Shipit can run local and SSH commands easily on a group of servers, there is also a set of tasks ready for deployment.
It leverages 'orchestrate' (which is what gulp uses) to do deploys across a variety of hosts, keeping the old versions around should you need to switch back easily.
But why wouldn't I just use Gulp then?
gulp doesn't define groups of servers, or connect to them over encrypted sockets. This does.

FYI the authors (which I'm not) seem to be gulp fans too, and want to leverage as much as they can.

What's the difference between build tool, like gulp and deployment tool like Shipit?
Shipit can run local and SSH commands easily on a group of servers, there is also a set of tasks ready for deployment.
So it's like a javascript version of fabric?
Glad to see some more effort going into deployment tooling.

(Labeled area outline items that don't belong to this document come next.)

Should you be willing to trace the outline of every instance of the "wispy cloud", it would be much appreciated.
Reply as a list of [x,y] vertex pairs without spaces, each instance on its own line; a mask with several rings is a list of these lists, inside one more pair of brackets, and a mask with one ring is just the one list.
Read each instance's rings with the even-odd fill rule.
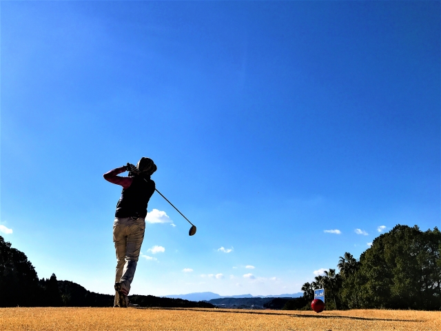
[[165,212],[158,210],[157,209],[154,209],[150,212],[147,213],[145,221],[147,223],[171,223],[172,225],[174,225],[173,221]]
[[325,230],[325,231],[323,231],[324,232],[326,233],[335,233],[336,234],[340,234],[340,233],[342,233],[342,232],[340,230]]
[[325,274],[325,271],[328,271],[327,269],[325,269],[324,268],[321,268],[318,270],[314,270],[312,273],[314,274],[316,276],[319,276],[319,275],[323,275]]
[[384,230],[384,229],[386,229],[386,225],[380,225],[378,228],[377,228],[377,231],[378,231],[379,232],[382,232]]
[[223,252],[224,253],[231,253],[233,251],[233,248],[225,248],[222,246],[220,248],[218,249],[218,252]]
[[5,225],[0,225],[0,232],[6,233],[6,234],[10,234],[12,233],[12,229],[8,229]]
[[353,230],[357,234],[362,234],[363,236],[367,236],[369,234],[365,231],[364,230],[361,230],[361,229],[356,229]]
[[163,253],[164,252],[165,252],[165,248],[163,246],[158,246],[155,245],[152,248],[149,248],[148,250],[147,250],[147,251],[151,252],[152,254]]

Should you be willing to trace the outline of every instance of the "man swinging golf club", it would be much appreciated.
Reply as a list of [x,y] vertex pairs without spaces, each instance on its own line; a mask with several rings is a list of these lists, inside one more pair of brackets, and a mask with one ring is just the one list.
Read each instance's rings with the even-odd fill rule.
[[[128,305],[127,295],[144,239],[147,205],[155,190],[154,181],[150,179],[150,176],[156,171],[153,161],[143,157],[134,168],[127,163],[103,175],[106,181],[123,186],[113,225],[113,241],[116,252],[114,307]],[[130,172],[128,177],[118,176],[125,171]]]

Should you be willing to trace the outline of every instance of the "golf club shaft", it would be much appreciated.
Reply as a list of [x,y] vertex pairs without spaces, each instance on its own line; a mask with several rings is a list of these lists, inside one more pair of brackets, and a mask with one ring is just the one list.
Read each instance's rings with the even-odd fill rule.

I think the main goal of reinventing such tools in different languages is to get rid of the need of having dependencies outside of the current project's platform, which makes sense, for me at least.

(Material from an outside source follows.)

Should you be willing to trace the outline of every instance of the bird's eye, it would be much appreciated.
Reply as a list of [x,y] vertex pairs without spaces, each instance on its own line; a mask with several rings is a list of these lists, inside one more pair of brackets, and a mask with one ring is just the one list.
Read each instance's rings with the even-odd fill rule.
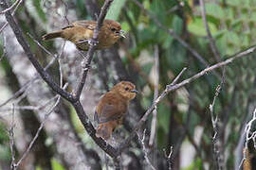
[[116,30],[117,30],[117,29],[116,29],[115,27],[112,27],[112,28],[111,28],[111,31],[112,31],[112,32],[115,32]]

Shameless plug: I'm the author of Flightplan[1], a library which provides a simple, yet powerful interface to execute sequences of shell commands on local and remote host(s).

[1] https://github.com/pstadler/flightplan

I'm a huge fan of Flightplan. I used it extensively at a past job and added it into our default stack. Every site we worked with (60+ at the time I left) was using Flightplan for deployment.
It would be cool to see a tutorial on configuring Shipit to do Ghost deployments.